As another Brexit deadline looms, companies will need to consider if a no deal Brexit will leave them in breach of Irish company law.

Section 137 of the Companies Act 2014 (the “2014 Act”) provides that every Irish registered company is required to have at least one director who is resident in the EEA. Failing that, a company is liable to fines under the 2014 Act and the Taxes Consolidation Act 1997, or worse still, section 726 of the 2014 Act provides power to the Registrar of Companies to strike a company from the register if she has reasonable cause to believe that section 137 is not being complied with.

Until now, many companies have relied on a UK resident director to satisfy this requirement, however, if the UK does “crash out” of the EU come October 31st, this will no longer be an available avenue.

What do I do?

If your company has indeed been fulfilling this requirement by relying on a UK resident director, you must act now to ensure you do not default on your statutory obligations. You have 3 solutions;

  1. Appoint another director who is resident in the EEA;
  2. Put in place a non-EEA resident director bond; or
  3. Obtain a certificate of a real and continuous link with one or more economic activities in the state; or

Appointing an EEA director

In theory, the simplest solution, although this may not be an economically viable option for some companies.

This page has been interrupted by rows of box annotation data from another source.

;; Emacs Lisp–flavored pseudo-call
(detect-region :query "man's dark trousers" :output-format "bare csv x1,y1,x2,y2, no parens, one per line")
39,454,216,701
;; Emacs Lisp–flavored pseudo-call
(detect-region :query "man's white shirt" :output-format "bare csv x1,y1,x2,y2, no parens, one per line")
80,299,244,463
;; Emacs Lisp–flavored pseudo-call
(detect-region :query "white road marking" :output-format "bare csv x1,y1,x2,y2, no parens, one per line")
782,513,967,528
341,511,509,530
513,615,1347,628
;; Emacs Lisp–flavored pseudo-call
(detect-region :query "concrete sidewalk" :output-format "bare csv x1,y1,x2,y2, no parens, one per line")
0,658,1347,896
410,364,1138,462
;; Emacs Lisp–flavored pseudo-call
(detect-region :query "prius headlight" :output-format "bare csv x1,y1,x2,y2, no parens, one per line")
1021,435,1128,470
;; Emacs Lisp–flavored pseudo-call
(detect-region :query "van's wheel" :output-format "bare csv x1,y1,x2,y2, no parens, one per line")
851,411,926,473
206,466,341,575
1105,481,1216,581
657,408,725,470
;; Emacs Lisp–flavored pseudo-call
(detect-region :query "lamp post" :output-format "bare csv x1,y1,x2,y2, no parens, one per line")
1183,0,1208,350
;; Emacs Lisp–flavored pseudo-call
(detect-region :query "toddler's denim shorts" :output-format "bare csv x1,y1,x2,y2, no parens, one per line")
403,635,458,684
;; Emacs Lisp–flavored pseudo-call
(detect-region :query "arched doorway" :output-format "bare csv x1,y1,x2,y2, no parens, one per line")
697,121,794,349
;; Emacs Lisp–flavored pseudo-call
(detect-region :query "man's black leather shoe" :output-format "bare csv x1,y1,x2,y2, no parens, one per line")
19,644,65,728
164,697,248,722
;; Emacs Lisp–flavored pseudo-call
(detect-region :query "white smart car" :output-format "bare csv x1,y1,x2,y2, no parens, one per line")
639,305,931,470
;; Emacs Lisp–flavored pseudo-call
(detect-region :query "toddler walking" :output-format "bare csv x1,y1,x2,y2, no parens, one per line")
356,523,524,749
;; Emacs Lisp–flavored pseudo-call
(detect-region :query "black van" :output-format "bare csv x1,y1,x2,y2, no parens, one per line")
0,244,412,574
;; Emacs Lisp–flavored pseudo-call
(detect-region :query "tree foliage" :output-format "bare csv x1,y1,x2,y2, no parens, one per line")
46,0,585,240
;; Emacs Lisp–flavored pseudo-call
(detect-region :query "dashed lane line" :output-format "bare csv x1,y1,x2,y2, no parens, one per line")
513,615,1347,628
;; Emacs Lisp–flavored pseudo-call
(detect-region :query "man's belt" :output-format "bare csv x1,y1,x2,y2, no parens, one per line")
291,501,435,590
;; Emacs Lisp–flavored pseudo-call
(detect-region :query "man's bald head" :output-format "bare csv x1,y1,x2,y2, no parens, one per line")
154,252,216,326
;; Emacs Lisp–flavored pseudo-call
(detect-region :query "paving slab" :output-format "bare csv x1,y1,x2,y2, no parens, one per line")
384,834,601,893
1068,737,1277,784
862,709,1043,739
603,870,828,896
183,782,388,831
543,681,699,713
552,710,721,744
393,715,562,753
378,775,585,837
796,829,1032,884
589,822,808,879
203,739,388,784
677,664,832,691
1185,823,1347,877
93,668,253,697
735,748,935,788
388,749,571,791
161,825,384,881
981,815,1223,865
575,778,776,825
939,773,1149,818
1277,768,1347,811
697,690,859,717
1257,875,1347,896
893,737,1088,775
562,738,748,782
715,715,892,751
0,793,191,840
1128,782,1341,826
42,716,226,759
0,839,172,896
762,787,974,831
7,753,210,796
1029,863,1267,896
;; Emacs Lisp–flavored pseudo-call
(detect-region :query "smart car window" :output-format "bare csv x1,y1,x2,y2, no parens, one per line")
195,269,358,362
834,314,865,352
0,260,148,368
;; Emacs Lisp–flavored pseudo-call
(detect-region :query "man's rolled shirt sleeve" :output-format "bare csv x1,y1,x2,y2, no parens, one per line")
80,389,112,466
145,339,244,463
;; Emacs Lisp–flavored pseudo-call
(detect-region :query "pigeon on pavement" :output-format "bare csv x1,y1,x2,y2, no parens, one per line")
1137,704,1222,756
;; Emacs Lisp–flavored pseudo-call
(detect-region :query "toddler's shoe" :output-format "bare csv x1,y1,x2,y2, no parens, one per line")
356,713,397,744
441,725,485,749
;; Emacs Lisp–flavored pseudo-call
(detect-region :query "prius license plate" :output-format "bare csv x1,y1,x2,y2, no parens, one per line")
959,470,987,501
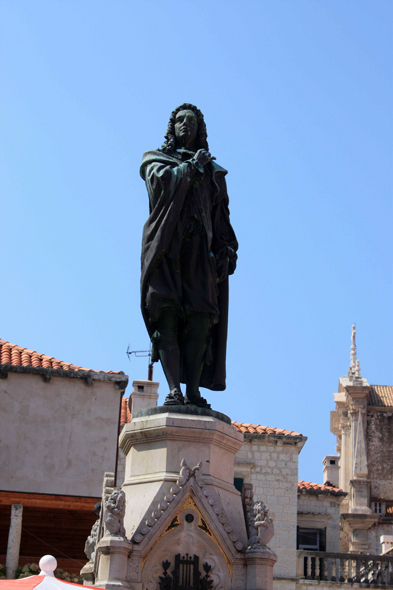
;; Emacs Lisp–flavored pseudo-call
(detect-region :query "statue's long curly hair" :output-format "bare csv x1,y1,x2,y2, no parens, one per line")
161,102,209,154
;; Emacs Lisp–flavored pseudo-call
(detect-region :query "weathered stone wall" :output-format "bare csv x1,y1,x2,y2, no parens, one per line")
368,518,393,555
0,373,120,498
298,493,342,552
235,437,302,590
116,449,126,487
366,410,393,500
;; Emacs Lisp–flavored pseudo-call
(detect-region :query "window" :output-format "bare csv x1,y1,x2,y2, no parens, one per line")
373,502,383,514
297,527,326,551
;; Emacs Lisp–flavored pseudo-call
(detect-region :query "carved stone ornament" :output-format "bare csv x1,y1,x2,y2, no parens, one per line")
104,489,126,537
247,502,274,551
132,459,204,543
85,518,100,563
132,459,243,551
159,553,214,590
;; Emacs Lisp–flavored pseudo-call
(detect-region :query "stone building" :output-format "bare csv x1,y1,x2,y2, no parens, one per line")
0,340,128,573
331,327,393,555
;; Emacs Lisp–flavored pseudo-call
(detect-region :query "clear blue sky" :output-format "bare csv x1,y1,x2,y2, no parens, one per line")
0,0,393,482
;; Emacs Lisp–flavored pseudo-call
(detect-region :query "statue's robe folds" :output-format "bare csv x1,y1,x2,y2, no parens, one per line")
140,150,238,391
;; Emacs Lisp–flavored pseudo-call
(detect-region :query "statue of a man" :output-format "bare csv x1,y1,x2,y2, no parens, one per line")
141,103,238,407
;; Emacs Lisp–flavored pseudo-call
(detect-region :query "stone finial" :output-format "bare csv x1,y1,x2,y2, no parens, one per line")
348,324,362,381
247,502,274,551
84,519,100,563
353,409,368,477
104,489,126,537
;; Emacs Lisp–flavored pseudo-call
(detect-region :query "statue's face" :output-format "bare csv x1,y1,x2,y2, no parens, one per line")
175,110,198,147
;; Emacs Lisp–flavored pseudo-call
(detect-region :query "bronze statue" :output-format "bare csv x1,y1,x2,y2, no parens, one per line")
140,103,238,408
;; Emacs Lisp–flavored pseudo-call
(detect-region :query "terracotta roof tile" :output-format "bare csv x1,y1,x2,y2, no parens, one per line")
120,397,132,426
368,385,393,408
0,338,122,375
298,481,345,494
232,422,303,436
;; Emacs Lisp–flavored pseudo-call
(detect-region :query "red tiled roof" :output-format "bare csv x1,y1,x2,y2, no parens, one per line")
297,480,345,494
368,385,393,407
0,338,122,375
232,422,303,436
120,397,132,426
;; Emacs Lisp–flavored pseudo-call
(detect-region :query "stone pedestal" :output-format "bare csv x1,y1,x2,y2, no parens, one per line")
246,547,277,590
95,536,132,590
91,406,277,590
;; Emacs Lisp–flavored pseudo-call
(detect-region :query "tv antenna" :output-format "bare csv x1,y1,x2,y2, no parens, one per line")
126,343,153,381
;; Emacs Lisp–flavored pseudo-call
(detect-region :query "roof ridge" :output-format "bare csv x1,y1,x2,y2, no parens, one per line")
0,338,124,375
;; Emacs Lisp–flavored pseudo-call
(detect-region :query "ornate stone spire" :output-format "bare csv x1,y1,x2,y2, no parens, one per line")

Non-EEA resident director bond

This effectively provides an exemption from having an EEA resident director. A bond to the value of €25,000 can be put in place which provides that in the event of a failure by a company to pay the whole or part of a fine imposed in respect of an offence under company or tax legislation, there shall become payable, under the bond, a sum of money to discharge such a fine. Once in place, the bond is effective for 2 years and can be renewed thereafter if required.

Certificate of a real and continuous link

To obtain such a certificate, an application can be made to the Registrar of Companies accompanied by a statement from the Irish Revenue Commissioners that the company has a real and continuous link with an economic activity within the state. For so long as the certificate is in force, the company will be exempt from having an EEA resident director. The granting of such certificate will only be on the basis of retrospective activity and as such will unlikely be available to a newly incorporated company intending to have such a real and continuous link.